Por fim, asseverou que recebia ajuda tanto do seu pai adotivo, quanto do seu pai biológico e que ambos são donos de bar.
Que os eletroeletrônicos encontrados na sua casa tinham sido comprado por ela e pelo seu pai adotivo.
Por fim, disse que tinha 50% (cinquenta por cento) do lucro nos negócios da família.
Da análise detida dos autos, observo a fragilidade das provas quanto a autoria delitiva. É que o depoimento da testemunha Reginaldo Melônio Texeira, em Juízo, não permite afirmar que a ré praticou os delitos imputados na denúncia.
Aliado isso, não restou comprovado que a acusada tinha conhecimento da droga encontrada ou mesmo do tráfico perpetrado por seu companheiro.
Ademais, ouvida em Juízo, a acusada afirmou que o caderno apreendido não tinha ligação com o tráfico de drogas, do contrário, ela assumiu a propriedade do caderno e explicou pormenorizadamente todas as movimentações financeiras que estavam anotadas na caderneta, as quais decorriam da compra e venda de bebidas (cerveja, conhaque, vinho, cachaça, etc.), produtos de consumo (cigarro, bombom, etc.), entrada das festas e pagamentos dos seguranças, dentre outros.

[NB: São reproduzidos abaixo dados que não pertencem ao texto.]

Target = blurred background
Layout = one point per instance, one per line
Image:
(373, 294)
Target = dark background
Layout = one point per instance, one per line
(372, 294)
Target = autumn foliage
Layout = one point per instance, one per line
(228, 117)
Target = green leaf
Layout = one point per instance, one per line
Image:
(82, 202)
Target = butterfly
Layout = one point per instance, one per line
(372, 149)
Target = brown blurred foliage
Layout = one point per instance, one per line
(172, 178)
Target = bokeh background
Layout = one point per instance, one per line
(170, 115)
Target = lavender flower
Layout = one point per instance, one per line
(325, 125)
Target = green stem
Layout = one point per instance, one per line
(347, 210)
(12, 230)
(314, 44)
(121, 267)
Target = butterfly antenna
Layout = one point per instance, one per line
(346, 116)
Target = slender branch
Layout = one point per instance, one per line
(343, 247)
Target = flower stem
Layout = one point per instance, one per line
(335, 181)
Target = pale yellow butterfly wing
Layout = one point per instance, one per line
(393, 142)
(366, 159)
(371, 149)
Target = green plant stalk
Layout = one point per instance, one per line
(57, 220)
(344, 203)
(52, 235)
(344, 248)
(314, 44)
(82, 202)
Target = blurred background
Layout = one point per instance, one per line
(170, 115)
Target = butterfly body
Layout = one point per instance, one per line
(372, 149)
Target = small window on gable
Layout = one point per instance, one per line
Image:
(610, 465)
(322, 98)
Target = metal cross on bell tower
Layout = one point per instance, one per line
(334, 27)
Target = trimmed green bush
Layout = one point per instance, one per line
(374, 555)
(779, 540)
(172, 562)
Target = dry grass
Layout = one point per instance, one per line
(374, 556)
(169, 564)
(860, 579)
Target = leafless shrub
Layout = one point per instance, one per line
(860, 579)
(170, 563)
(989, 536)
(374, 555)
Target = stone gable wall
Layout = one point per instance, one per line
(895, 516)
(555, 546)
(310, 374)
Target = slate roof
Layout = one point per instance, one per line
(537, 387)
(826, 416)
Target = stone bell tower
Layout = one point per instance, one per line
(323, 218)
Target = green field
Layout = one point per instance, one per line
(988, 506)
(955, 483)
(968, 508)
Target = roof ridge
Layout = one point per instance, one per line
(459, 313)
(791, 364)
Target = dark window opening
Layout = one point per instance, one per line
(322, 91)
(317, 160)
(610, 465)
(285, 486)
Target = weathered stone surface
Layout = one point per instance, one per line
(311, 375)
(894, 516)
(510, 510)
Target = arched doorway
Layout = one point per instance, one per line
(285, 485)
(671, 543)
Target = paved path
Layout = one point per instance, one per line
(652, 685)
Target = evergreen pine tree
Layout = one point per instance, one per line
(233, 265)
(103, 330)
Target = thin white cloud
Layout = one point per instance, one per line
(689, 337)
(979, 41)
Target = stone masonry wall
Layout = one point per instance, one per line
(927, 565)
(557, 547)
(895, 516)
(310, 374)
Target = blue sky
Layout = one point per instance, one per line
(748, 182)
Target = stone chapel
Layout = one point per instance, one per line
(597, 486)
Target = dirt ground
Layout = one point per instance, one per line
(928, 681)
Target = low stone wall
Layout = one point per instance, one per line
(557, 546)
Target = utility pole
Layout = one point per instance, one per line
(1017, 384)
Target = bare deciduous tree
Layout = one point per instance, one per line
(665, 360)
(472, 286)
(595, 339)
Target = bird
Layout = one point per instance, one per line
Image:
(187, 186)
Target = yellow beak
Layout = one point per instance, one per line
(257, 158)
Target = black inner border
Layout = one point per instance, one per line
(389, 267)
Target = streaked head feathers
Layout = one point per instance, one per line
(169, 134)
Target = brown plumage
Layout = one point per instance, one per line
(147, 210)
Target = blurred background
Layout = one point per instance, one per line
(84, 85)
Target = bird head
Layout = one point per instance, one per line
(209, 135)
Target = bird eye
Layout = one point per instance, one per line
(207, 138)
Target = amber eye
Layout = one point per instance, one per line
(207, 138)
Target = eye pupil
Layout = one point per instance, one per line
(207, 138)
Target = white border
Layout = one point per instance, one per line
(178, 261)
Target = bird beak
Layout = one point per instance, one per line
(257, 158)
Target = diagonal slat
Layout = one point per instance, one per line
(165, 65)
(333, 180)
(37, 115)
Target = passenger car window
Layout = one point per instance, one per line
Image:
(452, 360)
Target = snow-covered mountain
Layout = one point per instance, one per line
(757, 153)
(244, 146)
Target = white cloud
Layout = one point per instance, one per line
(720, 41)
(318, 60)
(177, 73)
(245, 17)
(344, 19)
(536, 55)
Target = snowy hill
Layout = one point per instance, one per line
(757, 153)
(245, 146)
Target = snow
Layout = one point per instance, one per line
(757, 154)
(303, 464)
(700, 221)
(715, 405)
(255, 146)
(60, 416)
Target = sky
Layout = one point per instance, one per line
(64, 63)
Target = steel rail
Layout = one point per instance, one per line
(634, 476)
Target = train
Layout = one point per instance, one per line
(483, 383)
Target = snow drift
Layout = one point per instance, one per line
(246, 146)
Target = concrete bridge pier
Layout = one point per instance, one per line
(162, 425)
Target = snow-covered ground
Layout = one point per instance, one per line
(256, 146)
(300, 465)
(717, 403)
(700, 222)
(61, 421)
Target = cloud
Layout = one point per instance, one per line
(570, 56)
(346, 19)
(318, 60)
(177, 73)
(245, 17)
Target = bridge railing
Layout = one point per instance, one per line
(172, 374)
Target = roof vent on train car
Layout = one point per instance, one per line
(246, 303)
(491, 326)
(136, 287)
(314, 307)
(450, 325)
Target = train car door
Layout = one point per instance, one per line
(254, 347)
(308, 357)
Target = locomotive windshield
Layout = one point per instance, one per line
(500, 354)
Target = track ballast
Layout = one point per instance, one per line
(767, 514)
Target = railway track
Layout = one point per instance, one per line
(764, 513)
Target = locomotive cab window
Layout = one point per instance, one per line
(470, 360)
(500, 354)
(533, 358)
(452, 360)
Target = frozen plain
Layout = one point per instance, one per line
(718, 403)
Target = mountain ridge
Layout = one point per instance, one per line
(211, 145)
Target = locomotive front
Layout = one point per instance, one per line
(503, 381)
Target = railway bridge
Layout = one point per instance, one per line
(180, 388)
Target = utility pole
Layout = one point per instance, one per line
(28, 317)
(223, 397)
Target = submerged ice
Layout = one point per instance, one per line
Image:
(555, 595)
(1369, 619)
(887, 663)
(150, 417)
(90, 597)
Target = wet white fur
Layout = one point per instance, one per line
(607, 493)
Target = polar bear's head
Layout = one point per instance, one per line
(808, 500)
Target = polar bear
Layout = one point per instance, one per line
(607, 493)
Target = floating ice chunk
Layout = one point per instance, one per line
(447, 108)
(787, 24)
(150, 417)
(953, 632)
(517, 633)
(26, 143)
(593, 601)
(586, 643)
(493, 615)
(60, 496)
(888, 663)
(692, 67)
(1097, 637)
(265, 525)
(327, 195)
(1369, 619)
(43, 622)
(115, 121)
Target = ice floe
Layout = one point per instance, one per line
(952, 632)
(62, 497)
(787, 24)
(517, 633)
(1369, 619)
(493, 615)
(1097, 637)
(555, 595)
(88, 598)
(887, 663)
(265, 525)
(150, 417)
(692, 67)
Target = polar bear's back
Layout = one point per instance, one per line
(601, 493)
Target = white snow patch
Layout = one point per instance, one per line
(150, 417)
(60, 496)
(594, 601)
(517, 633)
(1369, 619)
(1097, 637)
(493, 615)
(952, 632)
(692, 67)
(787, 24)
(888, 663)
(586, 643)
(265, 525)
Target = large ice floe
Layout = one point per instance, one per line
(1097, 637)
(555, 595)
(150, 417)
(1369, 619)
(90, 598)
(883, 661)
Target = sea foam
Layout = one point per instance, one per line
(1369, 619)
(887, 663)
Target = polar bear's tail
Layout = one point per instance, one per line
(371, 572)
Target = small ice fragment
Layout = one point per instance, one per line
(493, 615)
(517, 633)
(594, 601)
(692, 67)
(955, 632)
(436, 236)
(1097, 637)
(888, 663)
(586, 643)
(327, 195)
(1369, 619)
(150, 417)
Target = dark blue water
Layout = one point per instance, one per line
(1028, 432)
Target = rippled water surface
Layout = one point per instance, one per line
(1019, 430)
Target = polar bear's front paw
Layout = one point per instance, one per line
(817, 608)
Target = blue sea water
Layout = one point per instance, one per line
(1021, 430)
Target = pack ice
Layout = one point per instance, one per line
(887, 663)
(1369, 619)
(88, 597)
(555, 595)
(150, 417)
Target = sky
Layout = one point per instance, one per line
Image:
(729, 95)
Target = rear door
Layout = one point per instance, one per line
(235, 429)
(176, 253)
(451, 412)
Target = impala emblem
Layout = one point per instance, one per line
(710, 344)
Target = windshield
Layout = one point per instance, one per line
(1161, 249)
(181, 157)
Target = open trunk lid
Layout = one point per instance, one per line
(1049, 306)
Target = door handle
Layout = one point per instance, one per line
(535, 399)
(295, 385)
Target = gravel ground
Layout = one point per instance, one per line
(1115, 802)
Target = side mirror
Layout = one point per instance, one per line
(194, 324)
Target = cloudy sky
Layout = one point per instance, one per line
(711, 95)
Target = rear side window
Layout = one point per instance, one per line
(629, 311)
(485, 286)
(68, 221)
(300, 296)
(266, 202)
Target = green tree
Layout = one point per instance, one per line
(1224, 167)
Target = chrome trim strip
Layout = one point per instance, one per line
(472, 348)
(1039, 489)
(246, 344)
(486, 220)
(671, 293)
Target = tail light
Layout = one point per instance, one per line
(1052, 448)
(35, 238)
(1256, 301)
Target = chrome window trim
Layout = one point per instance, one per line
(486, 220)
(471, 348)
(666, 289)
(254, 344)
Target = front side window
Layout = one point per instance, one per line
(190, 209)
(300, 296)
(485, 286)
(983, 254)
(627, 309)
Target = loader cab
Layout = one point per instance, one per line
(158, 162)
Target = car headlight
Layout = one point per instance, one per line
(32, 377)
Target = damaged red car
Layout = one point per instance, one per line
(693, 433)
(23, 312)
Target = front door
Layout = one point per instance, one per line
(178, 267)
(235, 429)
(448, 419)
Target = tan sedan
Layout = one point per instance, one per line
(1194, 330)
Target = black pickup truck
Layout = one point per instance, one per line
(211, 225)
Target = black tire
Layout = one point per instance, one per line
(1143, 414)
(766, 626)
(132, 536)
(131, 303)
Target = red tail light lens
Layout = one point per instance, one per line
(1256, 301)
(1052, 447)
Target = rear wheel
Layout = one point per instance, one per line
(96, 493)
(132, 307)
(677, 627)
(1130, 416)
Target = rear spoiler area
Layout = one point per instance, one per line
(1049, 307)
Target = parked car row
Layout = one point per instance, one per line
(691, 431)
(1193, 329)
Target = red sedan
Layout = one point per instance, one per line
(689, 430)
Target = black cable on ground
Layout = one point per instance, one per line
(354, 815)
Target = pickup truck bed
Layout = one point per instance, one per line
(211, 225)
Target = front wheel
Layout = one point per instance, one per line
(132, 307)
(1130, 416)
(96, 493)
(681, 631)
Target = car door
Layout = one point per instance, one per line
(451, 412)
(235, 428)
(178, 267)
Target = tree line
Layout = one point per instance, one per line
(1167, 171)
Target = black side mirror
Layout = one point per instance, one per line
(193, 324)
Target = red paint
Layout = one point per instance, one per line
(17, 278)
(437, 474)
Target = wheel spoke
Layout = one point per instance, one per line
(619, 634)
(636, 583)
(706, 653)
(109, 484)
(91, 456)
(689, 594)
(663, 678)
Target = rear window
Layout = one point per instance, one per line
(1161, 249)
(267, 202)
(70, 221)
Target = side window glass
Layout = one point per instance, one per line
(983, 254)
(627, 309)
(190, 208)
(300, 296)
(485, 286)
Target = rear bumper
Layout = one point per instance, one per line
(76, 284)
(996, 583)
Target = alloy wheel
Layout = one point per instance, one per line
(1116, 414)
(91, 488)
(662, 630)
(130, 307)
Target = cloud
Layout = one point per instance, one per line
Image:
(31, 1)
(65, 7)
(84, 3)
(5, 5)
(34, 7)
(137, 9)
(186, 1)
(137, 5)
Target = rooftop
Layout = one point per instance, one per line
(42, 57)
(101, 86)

Asseverou que o bar pertencia ao seu pai adotivo e que tinha 50% (cinquenta por cento dos lucros).
Disse, ainda, que todas os eletroeletrônicos encontrados na residência foram comprados por ela e pelo seu pai adotivo, sendo fruto do seu trabalho e portanto, de origem lícita.
Assim, a prova carreada aos autos afasta a certeza da autoria do crime de tráfico por parte da acusada, pois não o vincula diretamente com as drogas apreendidas, sendo, pois, temerário firmar um decreto condenatório sem a prova plena e eficaz de ser a ré o protagonista dos ilícitos previstos na denúncia, razão pela qual, à míngua de elementos probatórios suficientes e em homenagem ao princípio in dubio pro reo, a absolvição é medida que se impõe.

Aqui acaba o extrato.